In [10] we discuss algorithms that not only aim at minimizing communication, but they also aim at reducing the number of writes to secondary storage. Most of the prior work does not distinguish between loads and stores, i.e., between reads and writes to a particular memory unit. But in fact there are some current and emerging nonvolatile memory technologies (NVM) where writes can be much more expensive (in time and energy) than reads. NVM technologies are being considered for scientific applications on extreme scale computers and for cluster computing platforms, in addition to commodity computers.

This motivates us to first refine prior work on communication lower bounds of algorithms which did not distinguish between loads and
stores to derive new lower bounds on writes to different levels of a memory hierarchy. When these
new lower bounds on writes are asymptotically smaller than the
previous bounds on the total number of loads and stores, we ask
whether there are algorithms that attain them. We call such
algorithms, that both minimize the total number of loads and stores
(i.e., are CA), and also do asymptotically fewer writes than reads,
*write-avoiding (WA)*. In this paper, we identify several classes
of problems where either sequential or parallel WA algorithms exist,
or provably cannot.

In [7] we introduce a new approach for reducing communication in Krylov subspace methods that consists of enlarging the Krylov subspace by a maximum of $t$ vectors per iteration, based on the domain decomposition of the graph of $A$.We show in this paper that the enlarged Krylov projection subspace methods lead to faster convergence in terms of iterations and parallelizable algorithms with less communication, with respect to Krylov methods.

In this paper we focus on Conjugate Gradient (CG), a Krylov projection method for symmetric (Hermitian) positive definite matrices. We discuss two new versions of Conjugate Gradient. The first method, multiple search direction with orthogonalization CG (MSDO-CG), is an adapted version of MSD-CG with the A-orthonormalization of the search directions to obtain a projection method that guarentees convergence at least as fast as CG. The second projection method that we propose here, long recurrence enlarged CG (LRE-CG), is similar to GMRES in that we build an orthonormal basis for the enlarged Krylov subspace rather than finding search directions. Then, we use the whole basis to update the solution and the residual. We compare the convergence behavior of both methods using different A-orthonormalization and orthonormalization methods and then we compare the most stable versions with CG and other related methods. Both methods converge faster than CG in terms of iterations, but LRE-CG converges faster than MSDO-CG since it uses the whole basis to update the solution rather than only $t$ search directions. And the more subdomains are introduced or the larger $t$ is, the faster is the convergence of both methods with respect to CG in terms of iterations. For example, for $t=64$ the MSDO-CG and LRE-CG methods converge in $75\%$ up to 98 less iteration with respect to CG for the different test matrices.

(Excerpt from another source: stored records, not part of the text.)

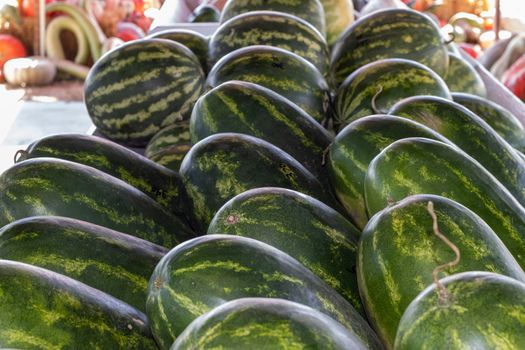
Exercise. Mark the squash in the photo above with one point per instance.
(29, 71)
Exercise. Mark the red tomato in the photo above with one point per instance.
(10, 47)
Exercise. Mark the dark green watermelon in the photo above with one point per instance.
(301, 226)
(279, 70)
(389, 33)
(377, 86)
(484, 311)
(247, 323)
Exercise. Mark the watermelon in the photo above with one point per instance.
(247, 323)
(141, 86)
(279, 70)
(247, 108)
(169, 146)
(208, 271)
(485, 311)
(195, 41)
(377, 86)
(354, 148)
(41, 309)
(270, 28)
(471, 134)
(110, 261)
(162, 185)
(52, 186)
(398, 252)
(461, 76)
(301, 226)
(423, 166)
(339, 15)
(224, 165)
(309, 10)
(390, 33)
(498, 117)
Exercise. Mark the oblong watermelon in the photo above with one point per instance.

In [12] we present an algorithm for computing a low rank approximation of a sparse matrix based on a truncated LU factorization with column and row permutations. We present various approaches for determining the column and row permutations that show a trade-off between speed versus deterministic/probabilistic accuracy. We show that if the permutations are chosen by using tournament pivoting based on QR factorization, then the obtained truncated LU factorization with column/row tournament pivoting, LU_CRTP, satisfies bounds on the singular values which have similarities with the ones obtained by a communication avoiding rank revealing QR factorization. Experiments on challenging matrices show that LU_CRTP provides a good low rank approximation of the input matrix and it is less expensive than the rank revealing QR factorization in terms of computational and memory usage costs, while also minimizing the communication cost. We also compare the computational complexity of our algorithm with randomized algorithms and show that for sparse matrices and high enough but still modest accuracies, our approach is faster.